© JUNGE FREIHEIT Verlag GmbH & Co. KG www.jungefreiheit.de 40/19 / 27. September 2019

Knapp daneben
Experten gefährden die Demokratie
Karl Heinzen

Aus lauter Sorge um den Fortbestand unseres Gemeinwesens haben sich 102 Staatsrechtler, die qua Selbstverständnis ihrer Profession ansonsten eher geneigt sind, nur die eigene Meinung als einzig richtige anzusehen, zu einem gemeinsamen Appell zusammengefunden. Das Parlament ist viel zu groß, monieren sie in ihrem Schreiben an Bundestagspräsident Wolfgang Schäuble. Eigentlich sollten ihm bloß 598 Abgeordnete angehören. Wegen der Unsitte von Überhang- und Ausgleichsmandaten sind es aktuell jedoch 709. Nur durch eine „unverzügliche“ Reform des Wahlrechts kann verhindert werden, daß dieses Unheil nach dem nächsten turnusgemäßen Urnengang der Bürger in zwei Jahren noch ärger wird. Worin das Problem genau bestehen soll, ist nicht recht erkennbar. Das Alter der meisten Appellanten läßt darauf schließen, daß es sich vielleicht um einen Nachzügler der allgemeinen Politikverdrossenheit handelt, die in den 2000er Jahren um sich gegriffen hatte, durch die Etablierung der AfD allerdings überwunden werden konnte. 

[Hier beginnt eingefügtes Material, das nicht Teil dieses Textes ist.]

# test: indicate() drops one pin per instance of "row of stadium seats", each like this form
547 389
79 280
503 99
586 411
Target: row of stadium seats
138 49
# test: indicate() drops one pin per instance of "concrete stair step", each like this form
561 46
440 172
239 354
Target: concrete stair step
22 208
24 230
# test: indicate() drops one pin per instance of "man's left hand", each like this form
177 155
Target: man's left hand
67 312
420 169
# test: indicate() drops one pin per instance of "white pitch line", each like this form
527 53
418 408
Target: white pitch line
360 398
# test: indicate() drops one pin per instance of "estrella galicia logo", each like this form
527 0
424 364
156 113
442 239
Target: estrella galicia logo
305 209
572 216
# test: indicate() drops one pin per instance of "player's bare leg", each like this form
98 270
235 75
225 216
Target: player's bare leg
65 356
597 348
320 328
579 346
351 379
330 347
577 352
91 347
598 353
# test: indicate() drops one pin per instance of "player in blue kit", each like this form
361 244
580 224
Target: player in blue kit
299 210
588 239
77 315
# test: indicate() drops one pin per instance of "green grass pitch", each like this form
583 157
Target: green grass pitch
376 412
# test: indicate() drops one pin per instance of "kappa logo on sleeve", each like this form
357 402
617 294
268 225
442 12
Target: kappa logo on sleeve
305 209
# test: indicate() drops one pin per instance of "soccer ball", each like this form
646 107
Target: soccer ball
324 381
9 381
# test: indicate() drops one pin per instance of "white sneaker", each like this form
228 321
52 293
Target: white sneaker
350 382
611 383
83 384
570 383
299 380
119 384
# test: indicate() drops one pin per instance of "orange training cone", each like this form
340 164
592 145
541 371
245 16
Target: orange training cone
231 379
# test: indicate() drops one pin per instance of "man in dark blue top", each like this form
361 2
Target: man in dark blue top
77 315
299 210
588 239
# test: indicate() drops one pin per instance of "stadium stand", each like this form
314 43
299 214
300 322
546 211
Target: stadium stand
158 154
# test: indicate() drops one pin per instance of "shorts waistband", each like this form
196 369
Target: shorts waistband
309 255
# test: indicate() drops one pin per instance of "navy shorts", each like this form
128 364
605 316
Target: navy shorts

Der Nationale Volkskongreß zählt 2.987 Abgeordnete und China gehört nicht zu den bedrohten Staaten.

Vielleicht fürchten die Professoren aber auch um die Arbeits- und Entscheidungsfähigkeit eines so großen Parlaments. Dies ist jedoch völlig unbegründet. Der Nationale Volkskongreß der Volksrepublik China zählt sage und schreibe 2.987 Abgeordnete. Dennoch käme niemand auf die Idee, die größte Demokratie der Welt als einen vom Scheitern bedrohten Staat zu bezeichnen. Der gute Wille der 102 Staatsrechtshonoratioren soll gar nicht in Abrede gestellt werden. Gleichwohl bedienen sie sich wie all die zahllosen anderen selbsternannten „Experten“, die unsere Volksvertreter mit Denkschriften, Petitionen und offenen Briefen traktieren, eines undemokratischen Mittels aus vordemokratischer Zeit. Fürsten und bürgerliche Oligarchien durfte man auf solche Weise zu belehren versuchen. In einer Demokratie ist dies aber nicht angebracht. Sie läßt jeden Bürger selbst zum Experten werden, der durch die Wahl andere Experten beauftragt, ihre Expertise als Parlamentarier zur Geltung zu bringen. Wer diesen Willensbildungsprozeß durch Besserwisserei stört, untergräbt unsere Ordnung.